Exclusive: B.C. government concerned “first and foremost” about taxi industry

In a recording of a speech obtained by BIV under freedom of information, Peter Fassbender also suggested...

BIV files

A discussion paper on the regulation of ride-hailing services like Uber is expected this month, but the minister responsible told taxi drivers and owners that the BC Liberals have their back.

In a recording of a February 28 speech at the annual general meeting of the BC Taxi Association obtained by BIV under freedom of information, Peter Fassbender also suggested they put on a better face for the public.

“I need to tell you we, as a government, are concerned about the future of the taxi industry, first and foremost. And why is that?” Fassbender said at the meeting. “That is because all of you in this room, all of the companies represented, all of the individual drivers in this province, have invested their lives into this industry, and families’ lives are at stake in terms of the future of the industry.”

The speech, given by the Community, Sport and Cultural Development minister at the Sutton Place Hotel in Vancouver, came less than four weeks after two failed byelections in which the BC Liberals campaigned on the potential for convenience and lower costs from the so-called sharing economy embodied by services like Uber and accommodation rental marketplace Airbnb.

Fassbender said government was talking to industry, companies, individual drivers, local governments and chambers of commerce, “all of the people who have a vested interest in any change that we may contemplate making. But we’re not going to rush to change, we have no agenda in terms of timing, there is no secret hidden decisions that have been made.”

He also issued a challenge to the industry. “I know there’s lots of talk about technology [and] how it’s going to help your industry; the quality of the product that you put on four wheels every single day is critical. I will say this as a consumer: I think the industry has some work to do.

“You need to talk to yourselves and say what do we as an industry need to do to change? If public perception needs to be changed, what are we going to do as an industry to ensure the public sees us as the valuable contributors to the economy of B.C. that you are?”

During a brief question period, a man who said he was a Yellow Cab driver, but whose name was not audible, said: “Sir, if you bow to them [Uber], I have no problem, but they have to follow the same rules and regulations.”

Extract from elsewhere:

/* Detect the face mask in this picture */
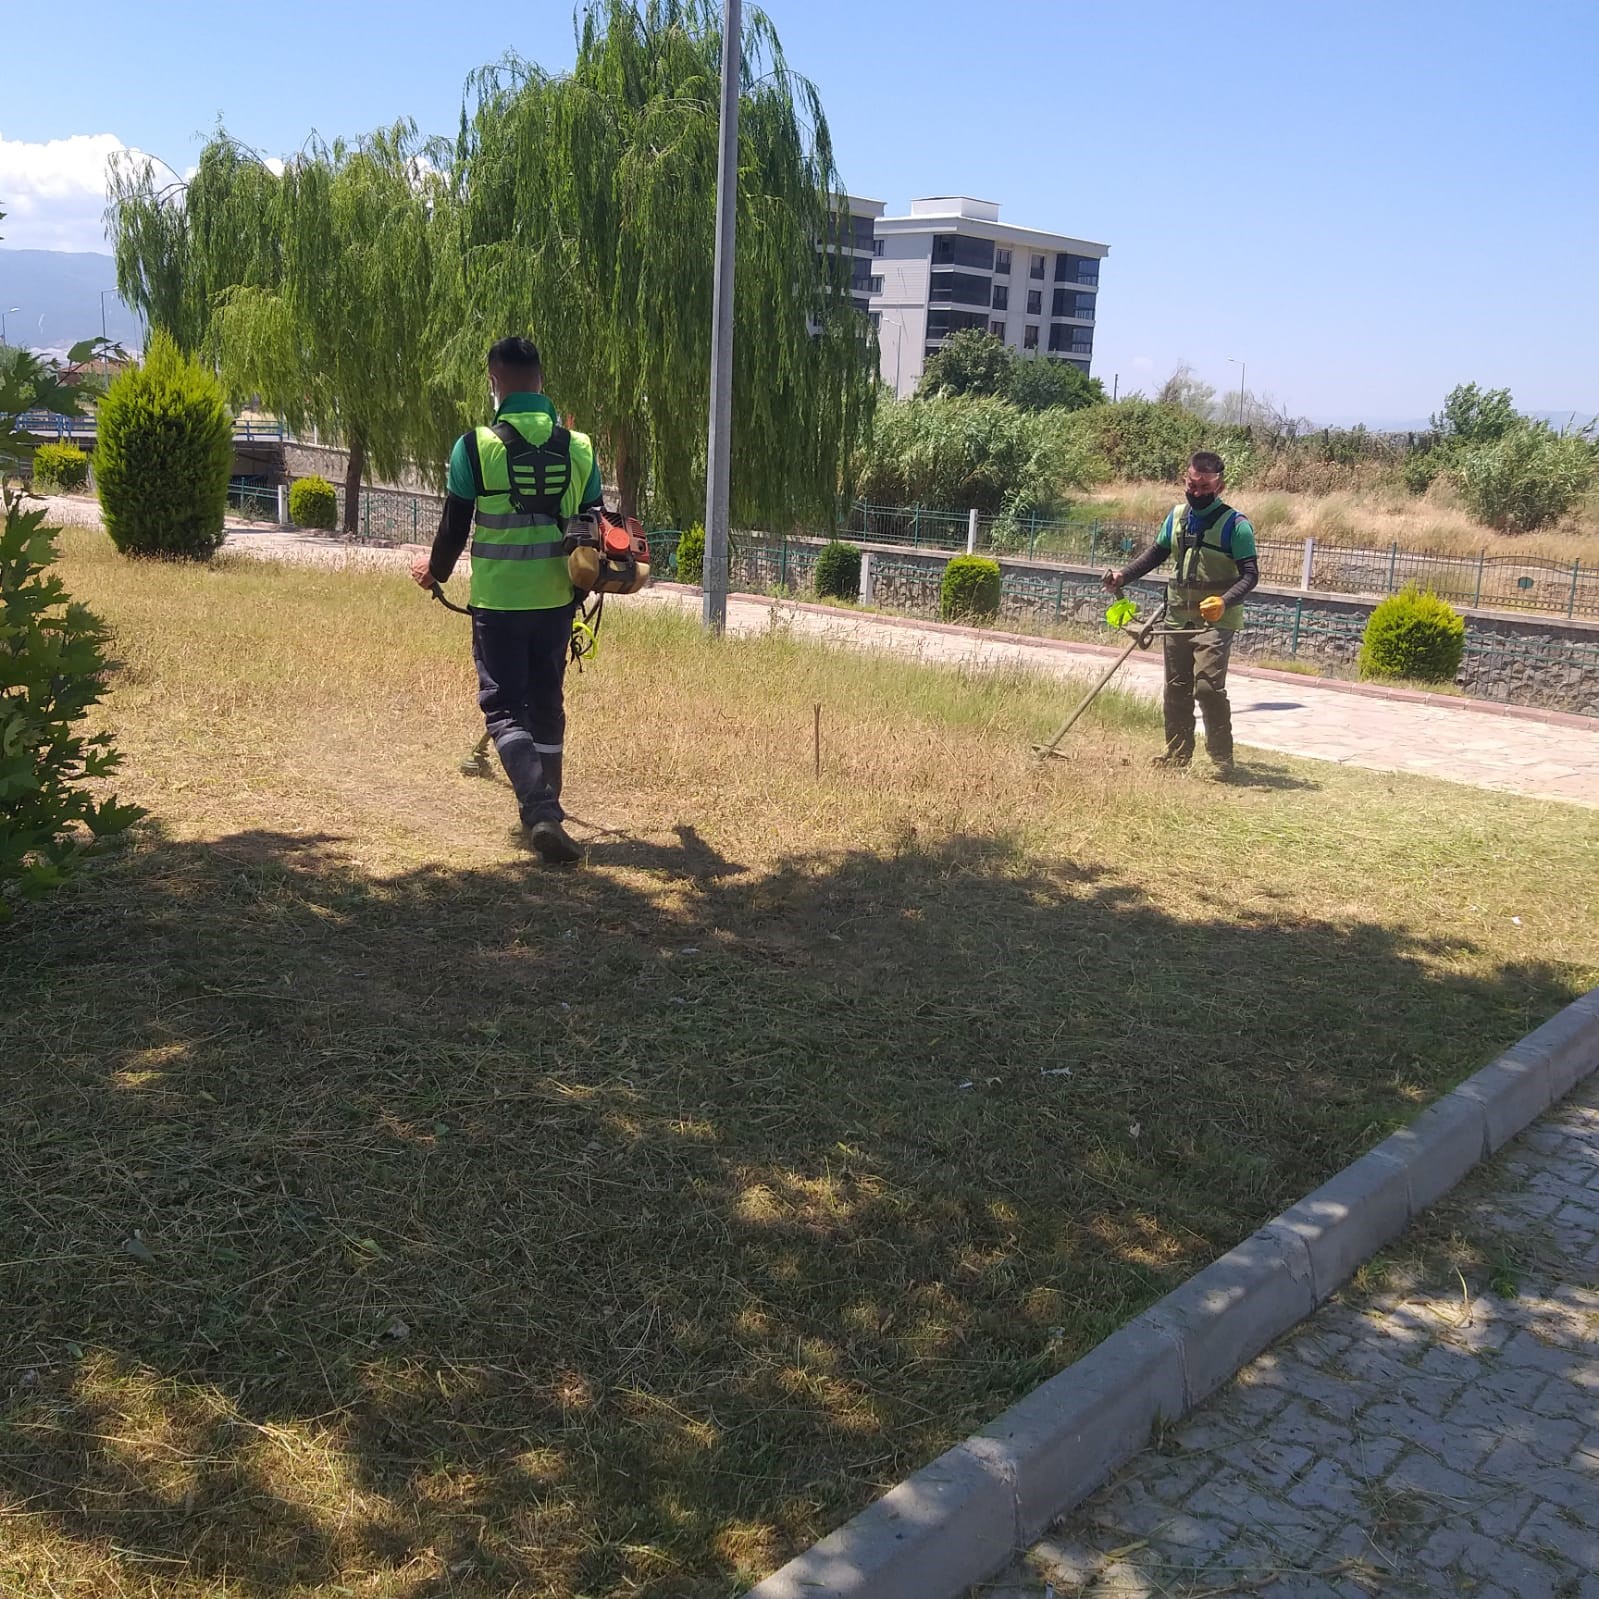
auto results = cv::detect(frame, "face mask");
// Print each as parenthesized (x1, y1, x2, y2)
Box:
(1185, 490, 1218, 511)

Said Fassbender, “I didn’t hear a question, but what I did hear was you saying that it needs to be a fair and a level playing field. The answer to that is absolutely, and you’re the very example of the people we want to protect to make sure you and your families can benefit from the investment you’ve made.”

Another driver asked whether service hours could be extended on SkyTrain on weekends to reduce pressure on taxis.

“I think I’m the luckiest minister in government because not only do I have community sport and cultural development, but the premier gave me TransLink as something to work on,” Fassbender said. “We’re looking at the needs of the region for the next 10, 15, 20, 30 years. Transportation is absolutely critical, SkyTrain is one of the components, buses are one of the components, the taxi industry is one of the components for the future of moving people around. Am I going to make the statement that SkyTrain will run [later]? It comes down to doing the business analysis.”

The taxi industry is politically valuable to both the BC Liberals and NDP. Elections BC’s database shows that taxi companies and organizations have donated $93,550 to the BC NDP (including $47,100 from the BC Taxi Association and Vancouver Taxi Association) versus $87,365 to the BC Liberals (including $53,850 from the same associations). Many taxi drivers are based in battleground ridings in South Vancouver, Surrey and Abbotsford.

How forward-thinking will the government’s discussion paper be about this rapidly changing industry?

The Quebec government agreed this month to a one-year pilot project to allow Uber to continue there, but Uber must pay a per-ride fee to government and Uber drivers must qualify for the same licence held by taxi and limousine drivers. Representatives of Quebec taxi drivers have applied for a court injunction to shut Uber down.

The future for both modes is driverless. NuTonomy, a Massachusetts Institute of Technology spinoff, launched a driverless taxi pilot project in Singapore in late August, less than a month before Uber began its test of a driverless Ford Fusion fleet in Pittsburgh. NuTonomy and Uber deployed backup drivers in case of emergency.